An internationally-funded campaign to shut down Queensland’s export coal industry was relying on exaggeration and misrepresentation in a bid to undermine regional communities, the Queensland Resources Council (QRC) told a conference in Brisbane.
Delivering the keynote address to the Galilee Basin Coal and Energy Conference, QRC Chief Executive Michael Roche said increasingly hysterical claims by environmental activist groups such as Greenpeace were attempting to drive a wedge into regional Queensland.
“Regional communities understand their long-term prosperity relies on the economic diversity that the minerals and energy sector is delivering,” Mr Roche said.
“However, it is clear that environment activists, led by Greenpeace, have no interest in the future of these communities, particularly when you learn that seed funding for their latest anti-coal campaign came from the United States.’”
Mr Roche said alarmist predictions by Greenpeace of more than 11,000 coal ships moving through the Great Barrier Reef area by 2020 had been dismissed as fanciful by recent independent studies presented to state and federal governments.

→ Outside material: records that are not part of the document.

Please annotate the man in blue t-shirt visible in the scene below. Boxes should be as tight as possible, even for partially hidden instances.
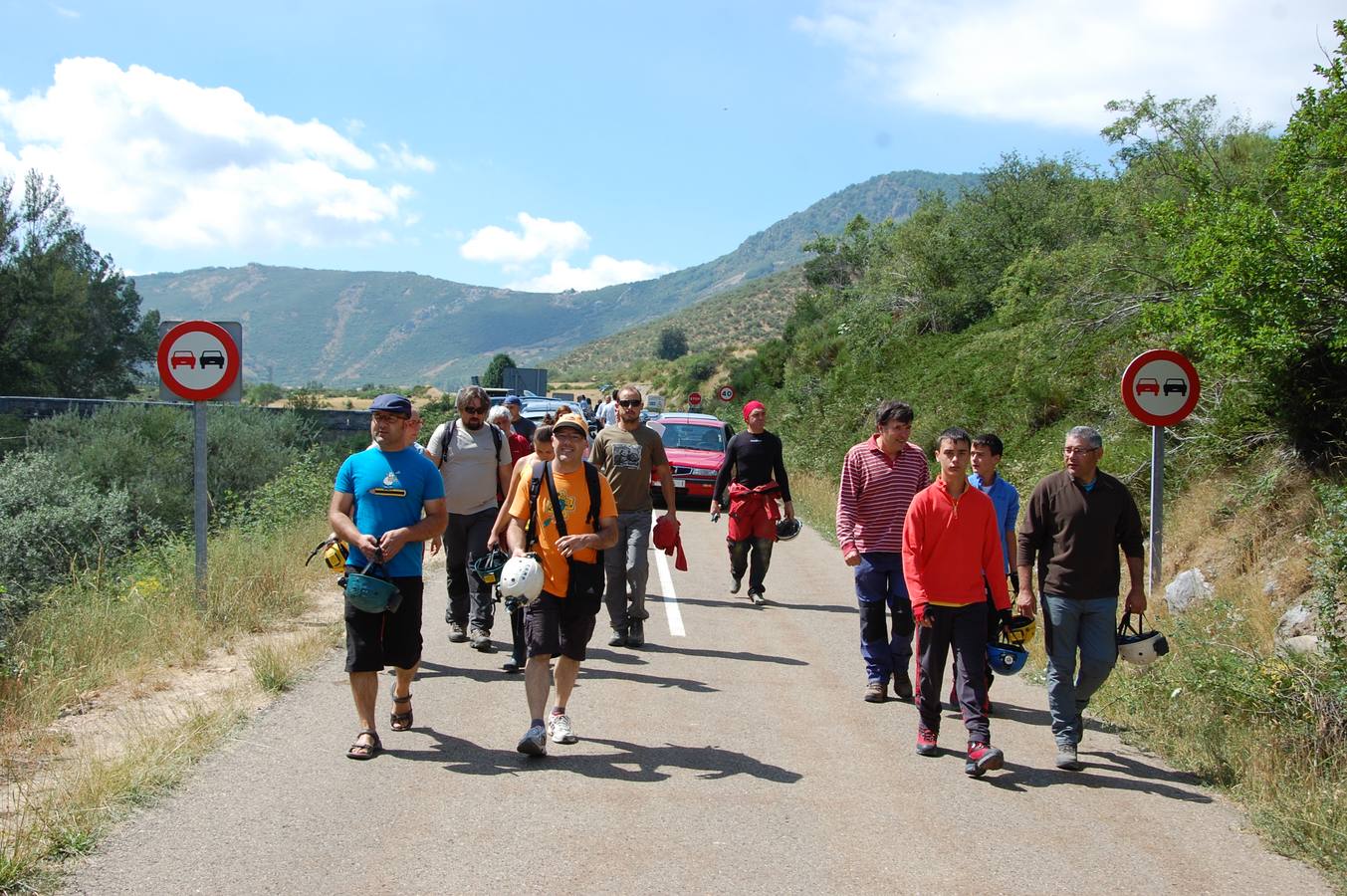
[969,432,1019,713]
[328,395,449,759]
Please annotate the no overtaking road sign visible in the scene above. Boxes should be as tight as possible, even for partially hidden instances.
[157,321,244,401]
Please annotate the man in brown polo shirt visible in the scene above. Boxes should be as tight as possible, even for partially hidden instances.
[1017,426,1146,771]
[590,385,678,647]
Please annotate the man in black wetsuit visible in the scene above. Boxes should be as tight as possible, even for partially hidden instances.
[711,401,794,603]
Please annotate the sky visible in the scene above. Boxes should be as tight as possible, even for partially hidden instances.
[0,0,1344,293]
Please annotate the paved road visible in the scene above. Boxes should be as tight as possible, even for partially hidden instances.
[68,514,1328,893]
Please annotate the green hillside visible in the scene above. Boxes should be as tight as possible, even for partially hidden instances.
[134,171,977,386]
[543,267,804,381]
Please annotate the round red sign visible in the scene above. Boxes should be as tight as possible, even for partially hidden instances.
[159,321,243,401]
[1122,349,1202,426]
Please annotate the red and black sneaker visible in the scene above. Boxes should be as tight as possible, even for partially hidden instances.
[963,743,1007,778]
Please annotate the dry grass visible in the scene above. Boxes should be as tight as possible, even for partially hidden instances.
[0,520,339,893]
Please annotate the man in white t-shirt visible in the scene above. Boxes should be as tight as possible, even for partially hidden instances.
[426,385,511,651]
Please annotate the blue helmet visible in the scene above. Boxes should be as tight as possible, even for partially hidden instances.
[988,641,1029,675]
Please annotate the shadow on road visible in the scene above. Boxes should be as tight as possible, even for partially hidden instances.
[981,752,1211,803]
[640,644,808,666]
[384,728,802,784]
[416,651,720,694]
[659,592,857,614]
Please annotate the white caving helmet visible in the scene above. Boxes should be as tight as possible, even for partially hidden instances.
[496,554,543,603]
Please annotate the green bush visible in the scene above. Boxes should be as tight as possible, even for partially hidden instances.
[28,407,314,533]
[0,451,136,600]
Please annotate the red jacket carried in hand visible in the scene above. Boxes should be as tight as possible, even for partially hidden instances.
[903,480,1010,618]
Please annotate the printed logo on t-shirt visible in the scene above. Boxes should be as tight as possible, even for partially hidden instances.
[539,489,575,530]
[369,470,407,497]
[613,445,641,470]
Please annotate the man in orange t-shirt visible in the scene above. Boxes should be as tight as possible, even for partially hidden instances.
[505,413,617,756]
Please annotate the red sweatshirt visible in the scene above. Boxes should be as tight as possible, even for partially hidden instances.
[903,480,1010,610]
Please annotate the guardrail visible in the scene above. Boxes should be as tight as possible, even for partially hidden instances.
[0,395,369,435]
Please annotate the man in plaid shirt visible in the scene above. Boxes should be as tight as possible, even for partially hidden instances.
[838,401,931,703]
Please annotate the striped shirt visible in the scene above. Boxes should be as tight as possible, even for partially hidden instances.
[838,435,931,554]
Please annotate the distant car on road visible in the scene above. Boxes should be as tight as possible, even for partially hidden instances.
[648,413,734,497]
[1165,376,1188,397]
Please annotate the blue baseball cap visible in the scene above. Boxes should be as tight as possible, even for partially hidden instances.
[369,395,412,418]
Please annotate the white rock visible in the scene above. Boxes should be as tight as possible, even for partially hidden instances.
[1165,567,1214,613]
[1281,634,1319,653]
[1274,603,1316,644]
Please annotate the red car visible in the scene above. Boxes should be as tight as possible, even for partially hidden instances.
[646,413,734,497]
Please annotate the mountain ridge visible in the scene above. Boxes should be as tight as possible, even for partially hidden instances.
[134,171,978,386]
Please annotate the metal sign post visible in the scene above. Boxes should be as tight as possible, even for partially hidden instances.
[157,321,243,610]
[1146,426,1165,594]
[191,401,209,592]
[1122,349,1202,594]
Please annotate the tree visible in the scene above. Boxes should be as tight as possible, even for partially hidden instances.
[482,351,518,389]
[0,171,159,397]
[1109,20,1347,460]
[655,327,687,361]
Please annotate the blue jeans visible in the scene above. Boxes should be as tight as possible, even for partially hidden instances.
[1042,594,1118,747]
[855,552,913,682]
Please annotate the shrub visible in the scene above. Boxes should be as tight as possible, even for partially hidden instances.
[30,407,314,533]
[0,451,134,600]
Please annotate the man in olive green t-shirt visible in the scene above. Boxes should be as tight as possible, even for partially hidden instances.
[590,385,678,647]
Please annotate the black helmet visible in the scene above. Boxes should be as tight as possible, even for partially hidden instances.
[472,550,509,584]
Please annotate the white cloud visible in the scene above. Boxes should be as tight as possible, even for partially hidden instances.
[458,211,590,268]
[794,0,1342,129]
[0,58,424,249]
[378,142,435,174]
[508,255,674,293]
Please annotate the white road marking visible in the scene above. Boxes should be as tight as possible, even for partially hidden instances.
[650,549,687,637]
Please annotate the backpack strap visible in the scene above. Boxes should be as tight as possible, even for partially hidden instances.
[439,420,458,466]
[581,461,602,533]
[524,462,547,549]
[439,420,505,466]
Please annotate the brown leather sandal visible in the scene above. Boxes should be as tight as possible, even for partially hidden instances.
[346,728,384,760]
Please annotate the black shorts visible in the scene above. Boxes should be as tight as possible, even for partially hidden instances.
[346,575,421,672]
[524,591,596,663]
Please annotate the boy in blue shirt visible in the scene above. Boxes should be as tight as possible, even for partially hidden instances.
[328,395,449,759]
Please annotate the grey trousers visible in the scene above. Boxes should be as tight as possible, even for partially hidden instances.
[1042,594,1118,745]
[444,507,497,632]
[603,510,650,632]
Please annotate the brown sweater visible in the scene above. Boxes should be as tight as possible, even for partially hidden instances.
[1018,470,1142,598]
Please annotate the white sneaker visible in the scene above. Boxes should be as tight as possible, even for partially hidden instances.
[547,716,579,744]
[515,725,547,756]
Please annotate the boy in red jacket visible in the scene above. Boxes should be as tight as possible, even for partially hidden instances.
[903,427,1010,778]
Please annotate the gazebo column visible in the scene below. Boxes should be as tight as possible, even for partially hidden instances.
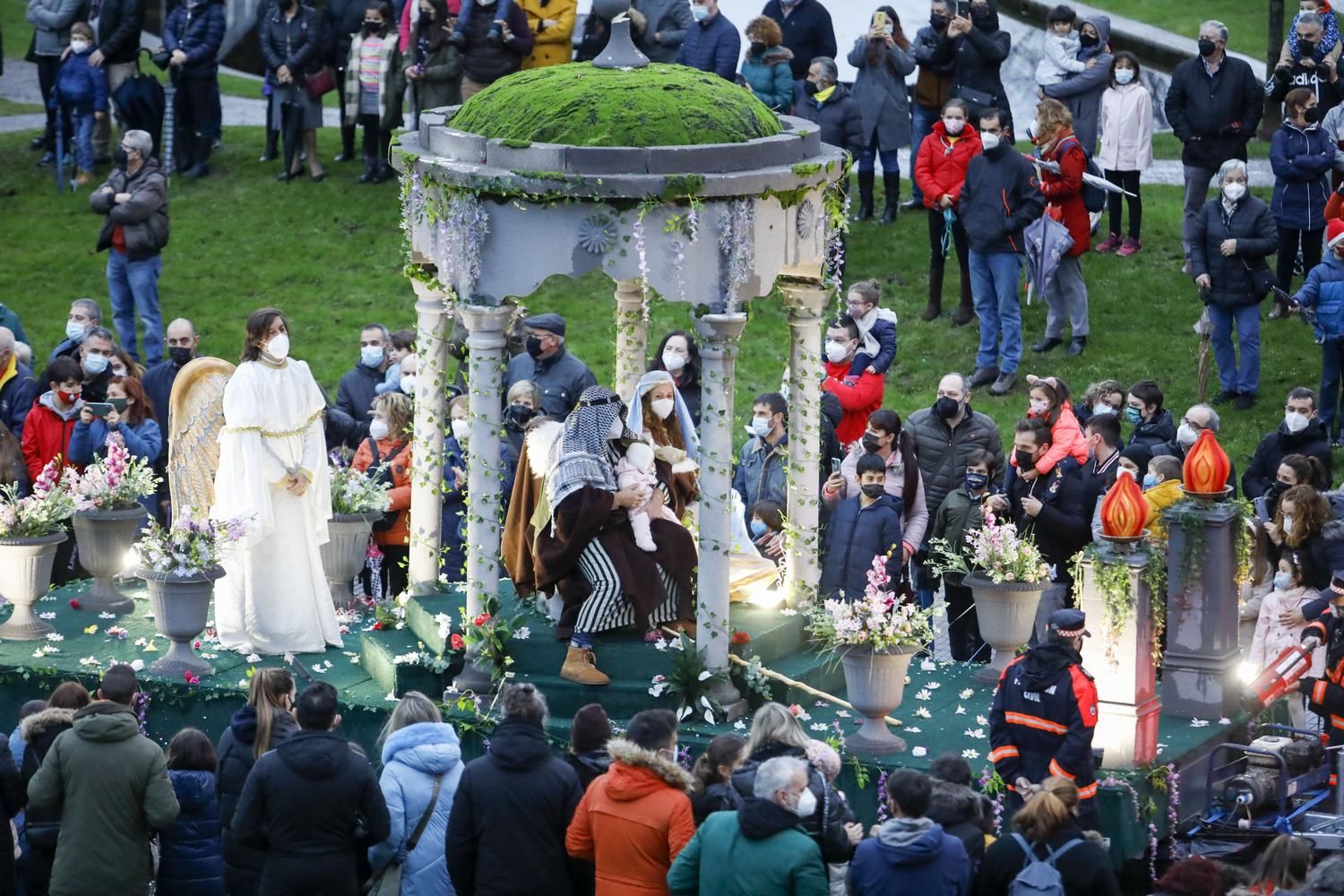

“These show that, under the most optimistic forecasts from all coal port operations in Queensland, coal shipping volumes by 2020 are more like 4200 – or 37 per cent of the Greenpeace claim,” said Mr Roche.
“The federal government’s Bureau of Resource and Energy Economics (BREE) is projecting Queensland coal exports by 2020 of between mid-range of 301 million tonnes to a high-range 327 million tonnes.
“Yet, Greenpeace is continuing to prosecute a ludicrous estimate that the state’s coal exports would go from 165 million tonnes last year to over 1000 million tonnes in less than 10 years.
“That’s a six-fold increase in around half the time it has taken Queensland’s coal exports to move from 71 to 165 million tonnes.
“Greenpeace’s continuing comic book antics in Queensland confirm that they are not interested in being part of any solution, but entirely focused on tearing down what they refuse to understand, regardless of the consequences,” Mr Roche said.